Well, why not? I obeyed. The tree’s connection with the city was complex. Here it served the people by breaking up into small freshets, alleyways of water between islands that, as I said, supported a large variety of ornamental trees. One held golden fruit similar to the type I had seen Albe eating this morning. A nude girl with a small basket was helping herself to the ripest ones.
“Do the islands belong to anyone?” I asked her. “Or is the fruit free to all those who come here?”
She gave me an odd look. “The fruit is part of the river truce. You may take what you like, provided you observe the geis and do not harm the tree. How could you live here and not know? Ohooooo!”
She gave a cry of horror. “I know who you are!” She ducked around the island and peered at me past the tree’s many low branches. “You burned the Fand this morning!”
I held my position. “Yes, I did,” I said quietly. “She was trying to kill me,” I defended myself.
The youngster was a beautiful child, small breasts like buds, honey-colored skin, dark eyes and wild, curling dark hair that hung to her shoulders. She thought about my statement for a moment.
“Yesss . . . Aibell was a bad one, or so Mother says. Mother is a Circe. Have you something against Circes as a group?”

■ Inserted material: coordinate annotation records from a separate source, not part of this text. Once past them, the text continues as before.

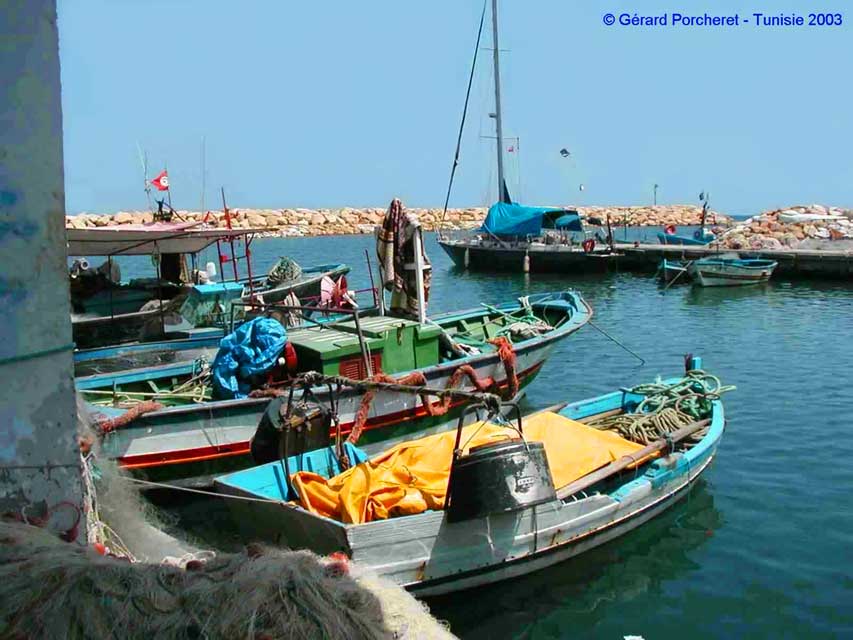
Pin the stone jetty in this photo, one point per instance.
(348, 220)
(810, 227)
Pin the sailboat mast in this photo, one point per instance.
(498, 121)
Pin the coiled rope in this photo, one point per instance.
(506, 354)
(666, 408)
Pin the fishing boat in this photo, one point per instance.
(494, 500)
(724, 272)
(700, 237)
(109, 312)
(189, 435)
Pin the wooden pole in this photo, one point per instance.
(625, 461)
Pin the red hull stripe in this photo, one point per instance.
(213, 452)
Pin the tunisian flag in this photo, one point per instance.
(161, 181)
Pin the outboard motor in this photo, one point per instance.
(290, 428)
(497, 478)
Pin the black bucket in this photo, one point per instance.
(500, 477)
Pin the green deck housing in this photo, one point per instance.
(395, 345)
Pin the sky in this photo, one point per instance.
(331, 104)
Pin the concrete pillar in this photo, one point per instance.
(38, 450)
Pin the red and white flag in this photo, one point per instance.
(161, 181)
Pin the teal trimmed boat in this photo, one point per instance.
(193, 436)
(503, 514)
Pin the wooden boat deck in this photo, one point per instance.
(805, 262)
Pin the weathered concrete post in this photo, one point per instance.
(38, 451)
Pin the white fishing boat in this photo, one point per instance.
(492, 501)
(726, 272)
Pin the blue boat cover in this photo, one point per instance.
(251, 350)
(511, 219)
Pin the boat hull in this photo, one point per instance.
(668, 238)
(730, 274)
(189, 444)
(542, 258)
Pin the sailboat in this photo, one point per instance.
(515, 237)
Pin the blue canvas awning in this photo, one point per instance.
(511, 219)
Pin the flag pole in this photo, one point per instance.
(168, 186)
(143, 159)
(202, 174)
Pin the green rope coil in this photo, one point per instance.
(666, 408)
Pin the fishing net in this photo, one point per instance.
(53, 589)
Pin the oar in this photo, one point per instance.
(625, 461)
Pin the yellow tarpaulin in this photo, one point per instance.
(412, 476)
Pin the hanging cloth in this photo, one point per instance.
(395, 248)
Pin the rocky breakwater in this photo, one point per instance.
(293, 222)
(800, 227)
(347, 220)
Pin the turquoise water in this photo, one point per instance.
(763, 546)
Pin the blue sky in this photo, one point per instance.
(325, 104)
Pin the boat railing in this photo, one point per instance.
(355, 313)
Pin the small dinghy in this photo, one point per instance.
(723, 271)
(496, 499)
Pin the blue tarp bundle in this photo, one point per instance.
(510, 219)
(251, 350)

“No,” I said. “We all live as best we can.”
She looked a bit less frightened, but still stayed well away from me.
“The Fir Blog say Aibell ate her lovers. Mother doesn’t do that. She does make them work, if she can. It’s not easy to get most men so besotted they will let you put a neck chain on them. But it can be done. Mother bags about four out of ten. It depends on the Lethe water, how susceptible they are, I mean.”
“Seems a lot of people here are pushed into serving others by force,” I said.

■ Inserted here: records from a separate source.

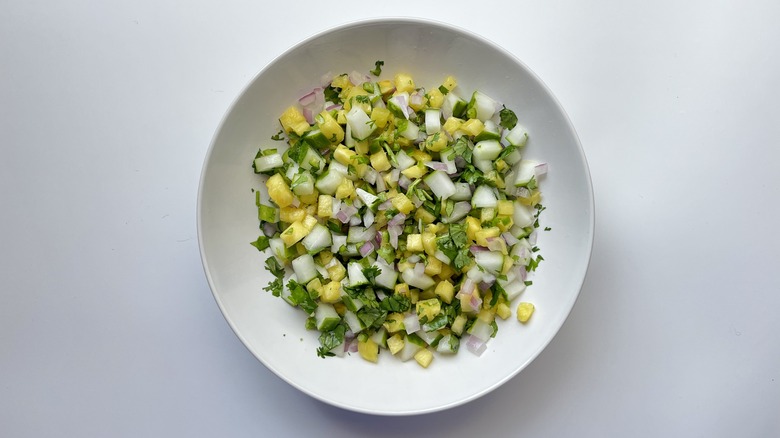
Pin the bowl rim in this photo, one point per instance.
(569, 306)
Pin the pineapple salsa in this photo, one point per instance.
(407, 216)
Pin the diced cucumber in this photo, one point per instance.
(490, 261)
(326, 317)
(490, 132)
(517, 136)
(440, 184)
(432, 121)
(525, 172)
(318, 239)
(448, 344)
(304, 268)
(355, 273)
(387, 277)
(353, 322)
(481, 106)
(487, 150)
(303, 184)
(484, 197)
(268, 162)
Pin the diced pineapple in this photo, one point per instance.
(424, 357)
(451, 125)
(472, 127)
(524, 311)
(325, 206)
(433, 266)
(503, 311)
(429, 242)
(403, 82)
(331, 292)
(291, 214)
(424, 215)
(292, 120)
(330, 127)
(337, 272)
(445, 291)
(482, 235)
(369, 350)
(294, 233)
(428, 308)
(402, 203)
(395, 343)
(414, 242)
(279, 191)
(345, 189)
(459, 324)
(379, 161)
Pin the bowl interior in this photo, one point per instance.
(227, 217)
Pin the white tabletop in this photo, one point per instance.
(107, 324)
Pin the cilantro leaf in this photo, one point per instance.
(301, 297)
(330, 340)
(377, 68)
(261, 243)
(508, 118)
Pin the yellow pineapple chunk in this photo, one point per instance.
(424, 357)
(395, 343)
(294, 233)
(279, 192)
(325, 206)
(292, 120)
(524, 311)
(331, 292)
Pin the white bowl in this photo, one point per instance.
(227, 217)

“It’s hard to live here unless you belong to one of the more important families. And yes, if you slip below a certain level, yes, it’s easy to be forced into slavery. Only the most resolute avoid becoming someone’s dependent. There are all sorts of ways: debt, capture, drugs, poverty, or just carelessness. Mother says sometimes she thinks some of her men just want a quiet spot to recuperate after some failed venture. They get regular sex, medical care, and bizarre drugs. Mother’s very good with drugs. She comes up with wonderful combinations.”
“Your mother accommodates all her men?” I asked carefully.

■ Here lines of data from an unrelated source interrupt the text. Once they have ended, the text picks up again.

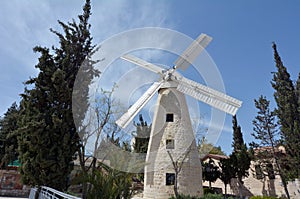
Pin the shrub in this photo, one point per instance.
(263, 197)
(207, 196)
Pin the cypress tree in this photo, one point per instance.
(238, 140)
(8, 136)
(48, 138)
(298, 91)
(266, 134)
(287, 112)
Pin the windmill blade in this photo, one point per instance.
(125, 119)
(143, 63)
(192, 52)
(209, 96)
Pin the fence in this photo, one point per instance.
(49, 193)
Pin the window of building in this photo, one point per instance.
(170, 178)
(258, 172)
(170, 117)
(270, 171)
(170, 144)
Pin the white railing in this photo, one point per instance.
(49, 193)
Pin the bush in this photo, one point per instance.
(263, 197)
(206, 196)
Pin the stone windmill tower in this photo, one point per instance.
(172, 161)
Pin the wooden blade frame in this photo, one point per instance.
(209, 96)
(142, 63)
(192, 52)
(125, 119)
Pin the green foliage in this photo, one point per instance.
(240, 157)
(263, 197)
(109, 183)
(207, 148)
(8, 136)
(227, 171)
(265, 129)
(238, 140)
(206, 196)
(207, 191)
(210, 172)
(286, 95)
(48, 138)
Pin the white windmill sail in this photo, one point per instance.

“Oh! No!” The child blushed. “We have a dozen women in our household who take care of that. Mother pays them piecework—fees for each one. They count up the times and submit a bill. The men meet with Mother on a rotating basis. She tries to make it special for each one. The Lethe water has to be mixed properly in each individual case. But two ran away last week, so she must be recruiting again. That’s why I’m here collecting this fruit. She uses it to flavor her potions and she’s giving a banquet tonight in the Hall of the Tree.”
“The Hall of the Tree?” I repeated.
The yearning began again, and the chain dress tinkled. It was hanging over my left arm. I sensed irritation.
“Oh!” The child’s eyes got very round. “You have Aibell’s
thing
! You did kill her. Tell me, did you kill her to get it?”
“No!” I said. I told the truth. I was defending myself.
“Caressa!” someone called. “Caressa!”
The child looked around. “Oh, it’s my nurse. She will have a cat with a velvet tail if she sees me talking to you.”
The child began to move away into the maze of islands around us.
“Wait,” I said. “What is the Hall of the Tree?”
“Oh, you
are
a stranger here, aren’t you?” she said. “I can’t explain, but just keep going and you will come to it.” Then she vanished.
I didn’t plan to keep going, though. I was tired and beginning to get wrinkled. Instead, I turned, looking for an open channel among the labyrinthine paths that wound among the trees, water plants, and rocks near the shore.
His arm was around my neck and my air was cut off before I knew what was happening. He pulled me under while trying to tear the garment away from my left arm. It clung to my skin. The pain was vicious, agonizing.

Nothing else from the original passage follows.